= Agide Jacchia =

Italian music conductor (1875–1932)

Agide Jacchia (5 January 1875 – 29 November 1932) was an Italian orchestral director.

==Early life and education==
Born in Lugo di Romagna, Jacchia studied at the Conservatory of Parma from 1886 to 1891 and at the Liceo Musicale Rossini in Pesaro from 1891 to 1898. He won prizes for flute (1896), conducting (1897), and composition (1898).

==Career==
Jacchia debuted as conductor at the Teatro Grande in Brescia on 26 December 1898. Later he conducted at T. Communale, Ferrara (1899–1900) and La Fenice, Venice (1901).

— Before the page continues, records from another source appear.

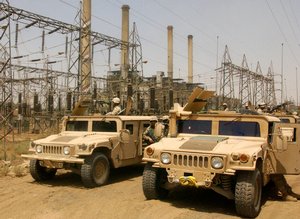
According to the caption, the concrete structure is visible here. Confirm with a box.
[167,26,173,83]
[188,35,194,83]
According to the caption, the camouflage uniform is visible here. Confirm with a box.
[106,105,121,115]
[143,122,164,143]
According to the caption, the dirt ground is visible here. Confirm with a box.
[0,165,300,219]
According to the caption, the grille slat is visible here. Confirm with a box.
[43,145,62,154]
[172,154,210,169]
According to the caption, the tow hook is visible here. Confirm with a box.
[179,176,198,187]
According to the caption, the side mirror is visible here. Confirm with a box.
[119,129,130,144]
[275,127,294,151]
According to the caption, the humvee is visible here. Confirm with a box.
[22,116,150,187]
[142,88,300,217]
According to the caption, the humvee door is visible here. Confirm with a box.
[270,123,300,174]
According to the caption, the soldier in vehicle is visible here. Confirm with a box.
[162,116,169,137]
[257,103,266,114]
[143,116,164,145]
[222,103,228,111]
[106,97,121,115]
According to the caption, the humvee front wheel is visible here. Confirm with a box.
[235,169,262,218]
[81,153,110,188]
[29,160,56,181]
[143,163,169,199]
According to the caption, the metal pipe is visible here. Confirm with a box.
[188,35,193,83]
[167,26,173,83]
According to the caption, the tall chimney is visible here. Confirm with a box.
[80,0,91,94]
[168,26,173,85]
[188,35,193,83]
[121,5,129,79]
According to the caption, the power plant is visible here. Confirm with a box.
[0,0,296,151]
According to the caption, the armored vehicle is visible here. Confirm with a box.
[22,116,150,187]
[143,88,300,217]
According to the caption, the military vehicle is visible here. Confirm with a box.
[143,88,300,217]
[22,116,151,187]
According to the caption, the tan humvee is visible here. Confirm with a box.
[22,116,150,187]
[143,88,300,217]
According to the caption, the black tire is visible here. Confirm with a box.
[143,163,169,199]
[29,160,56,181]
[235,169,262,218]
[81,153,110,188]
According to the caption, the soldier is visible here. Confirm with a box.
[271,174,300,201]
[257,103,266,114]
[143,116,163,145]
[222,103,228,111]
[106,97,121,115]
[162,116,169,137]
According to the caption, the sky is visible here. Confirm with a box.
[5,0,300,102]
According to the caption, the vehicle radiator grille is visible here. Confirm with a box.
[43,145,63,154]
[173,154,209,169]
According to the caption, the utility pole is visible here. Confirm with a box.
[215,36,219,95]
[296,67,299,107]
[280,43,283,103]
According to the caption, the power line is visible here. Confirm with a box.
[280,0,298,42]
[289,0,300,36]
[266,0,300,66]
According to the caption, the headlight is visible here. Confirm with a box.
[211,157,224,169]
[64,147,70,155]
[146,147,154,156]
[78,144,88,151]
[35,145,43,153]
[160,153,171,164]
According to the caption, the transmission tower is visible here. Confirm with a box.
[219,45,234,108]
[238,54,251,106]
[253,62,266,106]
[0,0,14,160]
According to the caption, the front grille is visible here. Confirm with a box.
[43,145,63,154]
[173,154,210,169]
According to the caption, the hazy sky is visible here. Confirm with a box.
[6,0,300,103]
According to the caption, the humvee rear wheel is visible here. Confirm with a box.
[81,153,110,188]
[29,160,56,181]
[235,169,262,217]
[143,163,169,199]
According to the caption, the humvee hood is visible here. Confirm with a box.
[155,136,265,154]
[35,132,118,145]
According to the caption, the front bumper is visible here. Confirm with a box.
[21,154,84,164]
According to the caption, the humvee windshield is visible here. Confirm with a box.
[219,121,260,137]
[66,121,88,132]
[280,118,290,123]
[92,121,117,132]
[177,120,212,134]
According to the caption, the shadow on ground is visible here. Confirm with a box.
[28,164,144,188]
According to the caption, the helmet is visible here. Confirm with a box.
[112,97,121,103]
[150,116,157,122]
[293,111,298,116]
[162,116,169,120]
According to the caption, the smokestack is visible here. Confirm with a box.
[168,26,173,85]
[188,35,193,83]
[121,5,130,79]
[80,0,91,94]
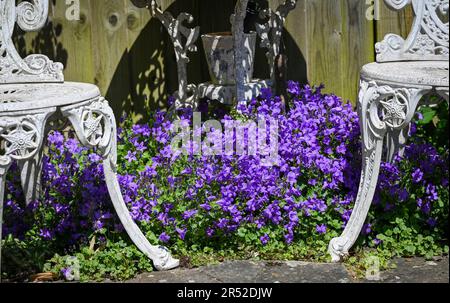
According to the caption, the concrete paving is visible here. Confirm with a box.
[127,256,449,283]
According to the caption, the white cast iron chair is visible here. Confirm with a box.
[0,0,179,276]
[329,0,449,262]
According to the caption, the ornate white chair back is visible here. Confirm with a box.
[375,0,449,62]
[0,0,64,84]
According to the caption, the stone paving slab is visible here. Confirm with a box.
[127,256,449,283]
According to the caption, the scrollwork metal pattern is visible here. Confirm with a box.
[0,113,50,160]
[328,80,431,262]
[375,0,449,62]
[0,0,64,84]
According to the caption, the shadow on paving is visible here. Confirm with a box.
[122,256,449,283]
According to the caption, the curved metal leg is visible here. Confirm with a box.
[62,98,179,270]
[386,127,409,162]
[328,80,429,262]
[0,156,11,281]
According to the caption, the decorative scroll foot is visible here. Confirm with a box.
[62,98,179,270]
[328,80,431,262]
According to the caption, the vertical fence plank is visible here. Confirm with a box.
[306,0,343,95]
[91,0,133,113]
[51,0,95,82]
[376,0,413,41]
[340,0,375,104]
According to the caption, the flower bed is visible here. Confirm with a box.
[2,82,449,279]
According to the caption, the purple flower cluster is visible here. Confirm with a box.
[5,82,448,254]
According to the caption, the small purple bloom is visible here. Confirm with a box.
[316,224,327,234]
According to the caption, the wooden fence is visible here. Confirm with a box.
[15,0,412,119]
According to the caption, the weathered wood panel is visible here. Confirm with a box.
[12,0,412,119]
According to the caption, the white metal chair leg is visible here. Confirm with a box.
[62,98,179,270]
[328,80,431,262]
[0,156,11,282]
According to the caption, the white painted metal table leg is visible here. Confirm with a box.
[62,98,179,270]
[0,156,11,281]
[386,127,409,162]
[328,80,431,262]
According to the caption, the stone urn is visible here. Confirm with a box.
[202,32,256,86]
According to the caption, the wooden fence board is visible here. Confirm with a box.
[15,0,412,118]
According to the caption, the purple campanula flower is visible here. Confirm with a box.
[125,150,137,162]
[159,232,170,243]
[259,234,270,245]
[316,224,327,234]
[412,168,423,183]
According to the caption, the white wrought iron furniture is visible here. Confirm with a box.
[0,0,179,276]
[131,0,297,109]
[329,0,449,261]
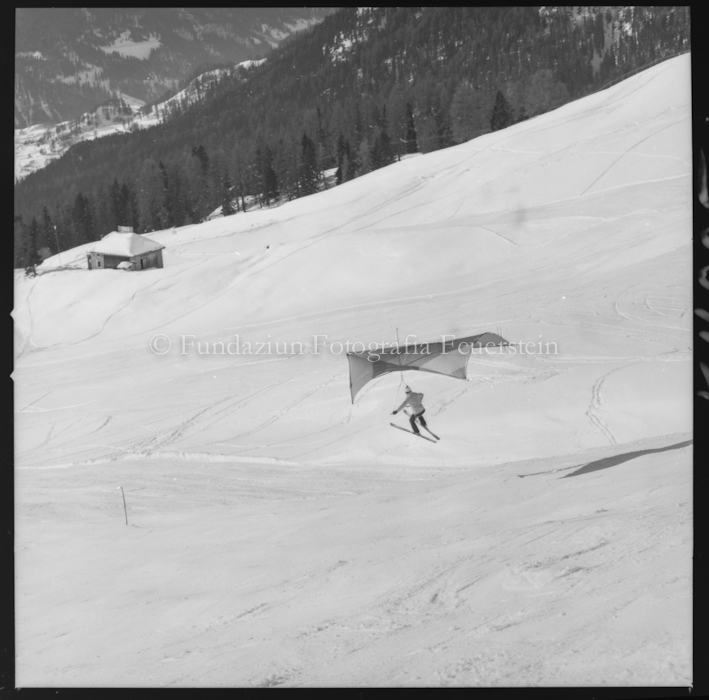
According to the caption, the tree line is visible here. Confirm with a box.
[15,7,689,266]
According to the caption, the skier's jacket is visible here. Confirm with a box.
[396,391,424,416]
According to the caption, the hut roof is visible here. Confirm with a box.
[91,231,165,258]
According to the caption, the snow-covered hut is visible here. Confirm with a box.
[86,227,165,270]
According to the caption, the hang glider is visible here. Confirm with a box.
[347,333,509,403]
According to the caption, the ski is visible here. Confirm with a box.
[421,425,441,440]
[397,411,441,440]
[389,423,436,445]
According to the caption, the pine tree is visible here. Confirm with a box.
[300,133,320,196]
[450,81,482,143]
[406,102,419,153]
[490,90,513,131]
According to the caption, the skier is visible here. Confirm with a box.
[391,386,428,435]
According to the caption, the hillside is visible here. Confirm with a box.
[14,6,689,258]
[15,7,332,128]
[13,56,692,687]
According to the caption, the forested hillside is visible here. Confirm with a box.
[15,7,689,266]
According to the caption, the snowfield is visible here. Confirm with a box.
[13,55,692,687]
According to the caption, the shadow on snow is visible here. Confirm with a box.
[559,440,693,479]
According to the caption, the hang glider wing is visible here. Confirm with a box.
[347,333,509,403]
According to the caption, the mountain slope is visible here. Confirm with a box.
[15,8,331,128]
[13,56,692,687]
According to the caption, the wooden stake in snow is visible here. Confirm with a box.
[118,486,128,525]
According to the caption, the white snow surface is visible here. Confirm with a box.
[13,55,692,687]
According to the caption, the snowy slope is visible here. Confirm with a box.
[13,56,691,686]
[15,60,266,180]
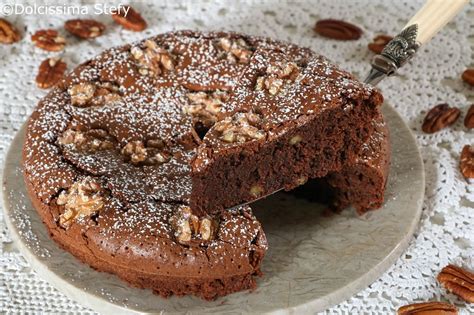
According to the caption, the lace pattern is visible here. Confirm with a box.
[0,0,474,314]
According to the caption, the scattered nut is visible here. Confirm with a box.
[368,35,393,54]
[459,145,474,179]
[64,19,105,39]
[31,29,66,51]
[217,37,252,63]
[183,90,228,128]
[290,135,303,145]
[170,206,216,244]
[214,112,265,143]
[462,68,474,86]
[56,177,106,229]
[199,218,214,241]
[314,19,363,40]
[421,104,461,133]
[112,5,147,32]
[464,104,474,129]
[296,176,308,186]
[58,129,115,153]
[438,265,474,303]
[0,18,21,44]
[36,58,67,89]
[250,185,263,197]
[255,62,300,95]
[130,39,175,75]
[122,140,170,165]
[397,302,458,315]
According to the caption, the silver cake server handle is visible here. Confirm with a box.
[364,0,469,85]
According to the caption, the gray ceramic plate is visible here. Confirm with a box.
[3,105,424,314]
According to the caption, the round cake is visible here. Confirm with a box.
[23,31,383,299]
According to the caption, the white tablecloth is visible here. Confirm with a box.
[0,0,474,314]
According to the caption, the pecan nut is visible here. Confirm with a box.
[0,18,21,44]
[368,35,393,54]
[214,112,265,143]
[170,206,217,244]
[130,39,175,75]
[314,19,363,40]
[56,177,107,229]
[31,29,66,51]
[121,139,171,165]
[464,104,474,129]
[112,5,147,32]
[217,37,252,63]
[421,104,461,133]
[183,90,228,129]
[397,302,458,315]
[462,68,474,86]
[437,265,474,303]
[68,82,122,107]
[58,129,114,153]
[36,58,67,89]
[459,145,474,179]
[64,19,105,39]
[255,62,300,95]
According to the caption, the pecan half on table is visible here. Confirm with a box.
[459,145,474,179]
[438,265,474,303]
[421,104,461,133]
[314,19,363,40]
[397,302,458,315]
[36,58,67,89]
[0,18,21,44]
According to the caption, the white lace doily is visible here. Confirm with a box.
[0,0,474,314]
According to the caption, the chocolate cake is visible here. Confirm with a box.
[23,31,382,299]
[290,114,390,214]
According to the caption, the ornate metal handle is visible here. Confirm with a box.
[365,0,469,85]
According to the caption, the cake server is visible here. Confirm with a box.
[229,0,469,210]
[364,0,469,85]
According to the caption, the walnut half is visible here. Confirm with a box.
[216,37,252,63]
[122,139,171,165]
[183,90,228,128]
[68,82,122,107]
[170,206,217,244]
[214,112,265,143]
[255,62,300,95]
[56,177,106,229]
[58,129,114,153]
[130,39,175,75]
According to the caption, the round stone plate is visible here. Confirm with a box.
[3,105,424,314]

In 1902 he accompanied Pietro Mascagni on his American tour. On his return to Italy he conducted at the Teatro Lirico in Milan (1903), at the Teatro Regio, Livorno (1904), and at Siena (1905–06). From 1907 to 1909 he was conductor of the Milan Opera Company on its tour in the United States. From 1910 to 1913, he was conductor of the Montreal Opera Company, and in 1914 of the Century Opera Company, in which capacity he led the premiere of Jane Van Etten's Guido Ferranti in 1914. Later he would go on to conduct the Boston Pops. Jacchia was president of the Boston Conservatory from 1920 until his death in 1932.

Agide Jacchia was married to Italian opera singer Ester Ferrabini, from 1911 until he died in 1932. They had a daughter, Elsa.